Spaß an der Weiterbildung
Spielend lernt es sich besser: Diese Erkenntnis findet mehr und mehr auch in der beruflichen Weiterbildung Gehör. Die Antwort der Personaler auf den puren Zeitvertreib am Computer heißt Serious Games. Die „ernsten Spiele“ dienen nicht primär der Unterhaltung, sondern sollen Informationen und Wissen vermitteln. Weil sie aber trotz ihres Bildungskalküls immer noch Spiele sind, fördern sie die intrinsische Motivation der Lernenden. Sie machen Schwieriges verständlich, trainieren strategische und taktische Fähigkeiten, lassen einen Dinge ausprobieren und machen Spaß. Serious Games bieten die Möglichkeit zum selbst gesteuerten Lernen und passen sich dem individuellen Lerntempo des Nutzers an.
„Spielend lernen zu können ist ein alter Menschheitstraum, gleich nach dem Lernen im Schlaf.“
Vor allem für die Vertreter der konstruktivistischen Lerntheorie sind Computerspiele eine regelrechte Offenbarung. Gemäß dieser Theorie lernen Menschen vor allem dadurch, dass sie Wissen aus verschiedenen Bausteinen zusammensetzen, aus ihren Erfahrungen mit den Objekten in ihrer Umwelt. Das Lernen basiert demnach auf der Interaktion mit Elementen der Umgebung. Viele Computerspiele funktionieren nach demselben Prinzip.
„Der Einsatz von Serious Games im Kontext der beruflichen Aus- und Weiterbildung gewinnt zunehmend an Bedeutung.“
Lernspiele sind keinesfalls eine Entwicklung des Computerzeitalters: Im militärischen Bereich, aber auch in der zivilen Luftfahrt (Flugsimulatoren) z. B. sind sie schon längst weit verbreitet. Ein wichtiges Stichwort ist die Kontextualisierung der Lerninhalte: Menschen lernen besser, wenn sie in einer komplexen, zum Lerninhalt passenden Umgebung lernen. Spiele bieten die Möglichkeit, in einer virtuellen Umgebung die richtigen Inhalte zu erlernen. Programme wie Authorware oder Flash ermöglichen es sogar Nichtprogrammierern, interaktive Anwendungen zu entwerfen. Und: Der technische Fortschritt macht Spiele kostengünstiger als früher (es sei denn, man will die neuesten Trends bei der Gestaltung z. B. realistischer Drei-D-Welten nutzen). Ein Spiel, das 2007 noch 4 Millionen Euro gekostet hätte, ließ sich 2010 für rund 1 Million produzieren.
Der passende Rahmen
Inhaltlich sind Lernspiele erheblich anspruchsvoller als das „Edutainment“ älterer Bauart. Selbst kleine Kinder merken, wenn ihnen ein Spiel plötzlich Rechenaufgaben unterschieben will und reagieren dann schnell mit Lustlosigkeit. Lerninhalte und Spielwelt müssen fest miteinander verwoben und durch einen roten Faden in Form von Geschichten, einem narrativen Rahmen, ausgestattet sein. Nur dann kommt es zur Immersion, dem gänzlichen Eintauchen des Spielers ins Spiel. Im Idealfall gerät dieser in einen Flow-Zustand, der ihn völlig selbstvergessen spielen lässt.

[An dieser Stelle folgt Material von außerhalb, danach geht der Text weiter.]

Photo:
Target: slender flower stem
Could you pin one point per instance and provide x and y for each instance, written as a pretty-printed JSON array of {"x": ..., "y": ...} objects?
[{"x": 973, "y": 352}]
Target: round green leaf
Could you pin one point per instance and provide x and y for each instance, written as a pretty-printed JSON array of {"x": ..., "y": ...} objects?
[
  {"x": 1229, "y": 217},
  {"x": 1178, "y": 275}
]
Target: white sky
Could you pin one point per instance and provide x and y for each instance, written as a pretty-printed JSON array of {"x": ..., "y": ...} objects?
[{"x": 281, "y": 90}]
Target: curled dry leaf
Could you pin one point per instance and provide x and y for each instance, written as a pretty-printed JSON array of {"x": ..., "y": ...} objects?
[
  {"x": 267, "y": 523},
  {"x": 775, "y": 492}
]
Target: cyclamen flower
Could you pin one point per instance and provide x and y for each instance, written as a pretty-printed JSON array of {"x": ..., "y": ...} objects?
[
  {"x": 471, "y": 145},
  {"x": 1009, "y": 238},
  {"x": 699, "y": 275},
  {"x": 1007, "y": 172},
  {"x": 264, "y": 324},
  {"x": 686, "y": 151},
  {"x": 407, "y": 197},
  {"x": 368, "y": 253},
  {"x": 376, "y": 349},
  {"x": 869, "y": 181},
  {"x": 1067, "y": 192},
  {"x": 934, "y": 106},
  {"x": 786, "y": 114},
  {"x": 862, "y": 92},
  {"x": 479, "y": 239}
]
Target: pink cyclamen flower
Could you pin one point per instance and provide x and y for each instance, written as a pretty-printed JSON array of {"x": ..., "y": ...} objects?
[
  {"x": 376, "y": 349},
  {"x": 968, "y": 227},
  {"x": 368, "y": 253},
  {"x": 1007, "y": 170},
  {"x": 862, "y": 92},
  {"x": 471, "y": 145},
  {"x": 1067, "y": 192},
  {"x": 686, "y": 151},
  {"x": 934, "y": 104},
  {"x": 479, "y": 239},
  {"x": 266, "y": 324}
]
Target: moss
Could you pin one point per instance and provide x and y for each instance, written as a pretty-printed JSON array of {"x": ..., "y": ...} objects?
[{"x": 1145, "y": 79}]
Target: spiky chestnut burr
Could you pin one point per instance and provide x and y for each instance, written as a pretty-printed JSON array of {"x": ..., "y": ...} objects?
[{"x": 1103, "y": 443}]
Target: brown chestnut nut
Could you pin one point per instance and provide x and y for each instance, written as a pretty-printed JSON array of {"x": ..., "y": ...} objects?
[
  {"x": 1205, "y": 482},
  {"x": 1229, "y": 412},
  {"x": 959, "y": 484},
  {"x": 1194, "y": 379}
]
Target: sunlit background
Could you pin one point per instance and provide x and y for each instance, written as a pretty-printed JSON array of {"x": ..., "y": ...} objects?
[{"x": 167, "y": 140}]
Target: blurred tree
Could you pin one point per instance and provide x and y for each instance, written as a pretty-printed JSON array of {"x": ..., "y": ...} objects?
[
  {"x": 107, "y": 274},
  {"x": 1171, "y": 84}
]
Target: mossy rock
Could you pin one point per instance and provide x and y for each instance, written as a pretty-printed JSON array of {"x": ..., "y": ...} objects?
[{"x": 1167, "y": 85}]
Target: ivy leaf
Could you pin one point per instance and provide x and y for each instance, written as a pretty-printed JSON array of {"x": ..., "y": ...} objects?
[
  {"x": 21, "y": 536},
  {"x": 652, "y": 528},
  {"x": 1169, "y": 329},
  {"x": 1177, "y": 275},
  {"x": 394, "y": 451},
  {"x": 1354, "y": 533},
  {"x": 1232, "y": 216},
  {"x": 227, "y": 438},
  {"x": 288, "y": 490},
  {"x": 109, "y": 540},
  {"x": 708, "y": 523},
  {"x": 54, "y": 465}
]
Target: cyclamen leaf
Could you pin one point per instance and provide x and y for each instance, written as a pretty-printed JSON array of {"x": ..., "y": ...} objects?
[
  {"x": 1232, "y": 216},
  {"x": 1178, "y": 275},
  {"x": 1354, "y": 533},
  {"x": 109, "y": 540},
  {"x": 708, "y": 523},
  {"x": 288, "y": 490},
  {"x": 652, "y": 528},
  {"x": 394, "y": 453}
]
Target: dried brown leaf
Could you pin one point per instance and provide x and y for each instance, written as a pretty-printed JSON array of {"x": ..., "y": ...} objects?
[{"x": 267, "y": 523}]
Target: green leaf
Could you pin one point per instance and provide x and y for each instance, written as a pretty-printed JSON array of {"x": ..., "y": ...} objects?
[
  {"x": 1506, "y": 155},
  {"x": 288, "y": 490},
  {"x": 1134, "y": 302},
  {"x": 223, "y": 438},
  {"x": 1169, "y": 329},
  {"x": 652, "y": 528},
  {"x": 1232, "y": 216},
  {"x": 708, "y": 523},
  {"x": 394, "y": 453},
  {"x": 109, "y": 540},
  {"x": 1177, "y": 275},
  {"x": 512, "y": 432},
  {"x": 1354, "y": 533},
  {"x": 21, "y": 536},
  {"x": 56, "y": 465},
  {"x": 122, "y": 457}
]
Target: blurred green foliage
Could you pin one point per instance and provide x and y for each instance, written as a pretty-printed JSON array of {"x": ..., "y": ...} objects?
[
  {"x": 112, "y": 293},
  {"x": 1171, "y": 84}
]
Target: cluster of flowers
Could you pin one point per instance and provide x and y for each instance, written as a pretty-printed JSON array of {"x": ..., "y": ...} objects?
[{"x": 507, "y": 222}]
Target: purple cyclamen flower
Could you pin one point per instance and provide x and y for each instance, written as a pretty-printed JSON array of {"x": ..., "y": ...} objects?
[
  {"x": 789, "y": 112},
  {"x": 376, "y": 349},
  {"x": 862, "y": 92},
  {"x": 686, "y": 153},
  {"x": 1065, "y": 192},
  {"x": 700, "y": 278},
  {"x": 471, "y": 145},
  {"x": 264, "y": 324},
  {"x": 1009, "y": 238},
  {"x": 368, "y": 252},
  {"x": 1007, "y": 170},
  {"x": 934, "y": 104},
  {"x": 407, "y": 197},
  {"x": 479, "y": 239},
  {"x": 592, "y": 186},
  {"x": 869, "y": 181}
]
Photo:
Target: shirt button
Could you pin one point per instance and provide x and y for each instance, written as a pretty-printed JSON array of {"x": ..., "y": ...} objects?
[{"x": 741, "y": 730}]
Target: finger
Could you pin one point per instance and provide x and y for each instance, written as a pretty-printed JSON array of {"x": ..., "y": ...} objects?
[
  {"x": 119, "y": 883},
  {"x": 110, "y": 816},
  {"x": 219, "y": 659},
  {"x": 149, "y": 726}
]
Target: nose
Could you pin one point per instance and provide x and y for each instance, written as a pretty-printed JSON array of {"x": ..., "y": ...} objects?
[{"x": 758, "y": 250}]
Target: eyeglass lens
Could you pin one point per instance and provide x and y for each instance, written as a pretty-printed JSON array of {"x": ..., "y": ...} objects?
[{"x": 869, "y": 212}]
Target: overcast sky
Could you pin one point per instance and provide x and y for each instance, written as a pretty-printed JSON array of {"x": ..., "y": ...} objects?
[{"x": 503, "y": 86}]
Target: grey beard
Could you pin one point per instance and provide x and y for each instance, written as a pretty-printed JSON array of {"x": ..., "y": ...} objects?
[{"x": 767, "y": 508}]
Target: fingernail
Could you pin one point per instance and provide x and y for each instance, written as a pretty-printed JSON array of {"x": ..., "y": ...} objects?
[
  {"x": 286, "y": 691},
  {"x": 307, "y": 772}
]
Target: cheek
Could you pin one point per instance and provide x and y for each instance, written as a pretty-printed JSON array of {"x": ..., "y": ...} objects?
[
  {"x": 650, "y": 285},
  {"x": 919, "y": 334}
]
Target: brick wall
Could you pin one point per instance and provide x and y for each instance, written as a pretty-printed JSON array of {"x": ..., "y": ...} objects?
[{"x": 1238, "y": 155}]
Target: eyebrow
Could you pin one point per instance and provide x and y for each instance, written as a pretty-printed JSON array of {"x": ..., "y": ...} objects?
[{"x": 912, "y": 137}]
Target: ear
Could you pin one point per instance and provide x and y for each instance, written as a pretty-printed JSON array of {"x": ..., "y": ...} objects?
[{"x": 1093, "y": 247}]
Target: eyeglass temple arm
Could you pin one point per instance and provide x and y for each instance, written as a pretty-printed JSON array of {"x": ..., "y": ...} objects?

„Unter Serious Games versteht man die Nutzung von Technologien aus der Unterhaltungssoftware, die für ernsthafte Lernansprüche genutzt werden.“
Applied Games sind im Gegensatz zu echten Serious Games weniger Lernhilfsmittel als vielmehr Motivationshilfen. Bestes Beispiel dafür ist die an bekannte Kampfspiele angelehnte Kriegssimulation America’s Army: Das Spiel konfrontiert den Spieler mit typischen militärischen Aufgaben und legt hohen Wert auf Authentizität z. B. bei der Bezeichnung oder der Funktion von Waffen. Das Spiel ist einerseits Propaganda- und andererseits Rekrutierungsinstrument der US-Armee.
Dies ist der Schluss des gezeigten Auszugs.